Cardiac troponin is a protein released into the bloodstream when the heart muscle is damaged. Elevated troponin levels are a highly sensitive marker for myocardial infarction. Serial troponin measurements (taken 3–6 hours apart) are standard practice in emergency assessment of chest pain.
An echocardiogram is the most informative structural investigation for chest pain. This specialised ultrasound-scan provides real-time images of the heart's chambers, valves, and surrounding structures.
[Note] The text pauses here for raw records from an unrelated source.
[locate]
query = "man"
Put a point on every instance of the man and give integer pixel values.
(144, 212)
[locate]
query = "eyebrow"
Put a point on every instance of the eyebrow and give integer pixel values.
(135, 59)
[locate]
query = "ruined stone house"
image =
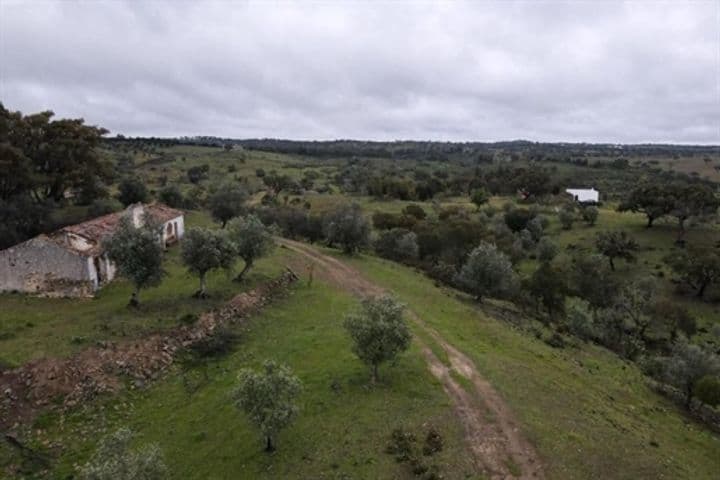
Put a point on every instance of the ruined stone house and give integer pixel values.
(71, 261)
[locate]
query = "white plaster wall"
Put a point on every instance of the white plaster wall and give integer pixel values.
(78, 242)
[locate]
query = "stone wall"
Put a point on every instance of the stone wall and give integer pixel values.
(41, 383)
(41, 266)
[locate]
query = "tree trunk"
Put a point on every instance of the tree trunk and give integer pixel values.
(203, 287)
(248, 265)
(135, 299)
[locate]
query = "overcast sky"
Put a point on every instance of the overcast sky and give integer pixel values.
(548, 71)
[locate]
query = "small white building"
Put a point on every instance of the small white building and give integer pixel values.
(584, 195)
(71, 262)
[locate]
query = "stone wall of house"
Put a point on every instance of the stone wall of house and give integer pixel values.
(41, 266)
(173, 230)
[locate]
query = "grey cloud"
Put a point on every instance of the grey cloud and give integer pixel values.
(553, 71)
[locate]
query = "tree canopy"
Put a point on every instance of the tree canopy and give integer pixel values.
(251, 238)
(268, 399)
(203, 250)
(137, 254)
(487, 272)
(378, 330)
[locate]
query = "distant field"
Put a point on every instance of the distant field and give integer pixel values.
(32, 327)
(589, 413)
(342, 430)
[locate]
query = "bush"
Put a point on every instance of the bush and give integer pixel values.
(114, 460)
(415, 211)
(579, 320)
(347, 227)
(132, 190)
(172, 197)
(397, 244)
(517, 219)
(487, 272)
(566, 215)
(216, 344)
(707, 390)
(590, 215)
(103, 206)
(547, 250)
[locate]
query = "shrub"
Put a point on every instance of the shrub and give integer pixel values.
(547, 250)
(487, 272)
(347, 227)
(579, 320)
(415, 211)
(172, 196)
(379, 331)
(268, 399)
(517, 219)
(590, 215)
(113, 460)
(103, 206)
(132, 190)
(707, 390)
(687, 365)
(566, 215)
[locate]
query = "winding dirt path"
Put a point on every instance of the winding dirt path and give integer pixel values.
(491, 431)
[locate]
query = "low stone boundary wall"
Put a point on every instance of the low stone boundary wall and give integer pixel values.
(69, 382)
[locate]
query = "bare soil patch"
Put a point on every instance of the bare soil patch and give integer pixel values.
(47, 382)
(491, 430)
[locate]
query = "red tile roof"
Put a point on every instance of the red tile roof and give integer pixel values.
(98, 228)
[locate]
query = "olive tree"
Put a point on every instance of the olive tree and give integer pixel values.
(227, 202)
(590, 215)
(697, 267)
(615, 245)
(547, 250)
(114, 460)
(687, 365)
(347, 227)
(378, 330)
(252, 240)
(479, 197)
(566, 215)
(132, 190)
(203, 250)
(487, 272)
(268, 399)
(137, 254)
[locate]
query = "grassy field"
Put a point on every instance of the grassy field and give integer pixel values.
(590, 414)
(341, 432)
(32, 327)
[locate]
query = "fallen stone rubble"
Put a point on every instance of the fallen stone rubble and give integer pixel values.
(72, 381)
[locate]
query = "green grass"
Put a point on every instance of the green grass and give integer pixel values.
(590, 414)
(32, 327)
(341, 432)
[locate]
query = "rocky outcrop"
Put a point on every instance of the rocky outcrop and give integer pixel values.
(71, 381)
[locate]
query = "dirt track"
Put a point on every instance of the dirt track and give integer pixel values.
(491, 431)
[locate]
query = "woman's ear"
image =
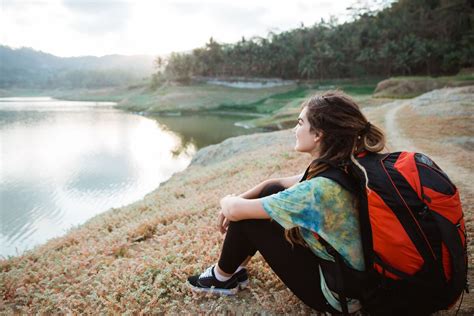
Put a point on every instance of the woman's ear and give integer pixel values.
(317, 136)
Bedside transthoracic echocardiography (TTE) has a sensitivity of 97.4% and a specificity of 90.4% for identifying ischaemic chest pain.6 Point-of-care ultrasound (POCUS) shows near-perfect agreement (0.96) with the final clinical diagnosis in non-ST ACS.9
During an echocardiogram at Sonoworld, the sonographer assesses the following:
| Parameter Assessed | What It Reveals | Relevant Condition |
|---|---|---|
| Regional Wall Motion | Areas of the heart muscle not contracting normally | ACS, previous MI, ischaemia |
| Left Ventricular Function (EF) | How effectively the heart pumps blood with each beat | Heart failure, cardiomyopathy, myocarditis |
| Valve Structure & Function | Stenosis (narrowing) or regurgitation (leaking) of valves | Aortic stenosis, mitral regurgitation, heart murmur |
| Pericardial Effusion | Fluid accumulation in the pericardial sac | Pericarditis, cardiac tamponade |
| Aortic Root Diameter | Dilation or structural abnormality of the aortic root | Aortic aneurysm, Marfan syndrome |
| Right Heart Function | Right ventricular strain or dilation | Pulmonary embolism, pulmonary hypertension |
For patients with stable, exertional chest pain, a stress echocardiogram assesses how the heart responds to physical demand. The EVAREST study — a real-world analysis of stress echocardiography — demonstrated a sensitivity of 95.4% and a specificity of 96.0% for predicting cardiac outcomes.7 This makes it one of the most accurate non-invasive tests for diagnosing coronary artery disease.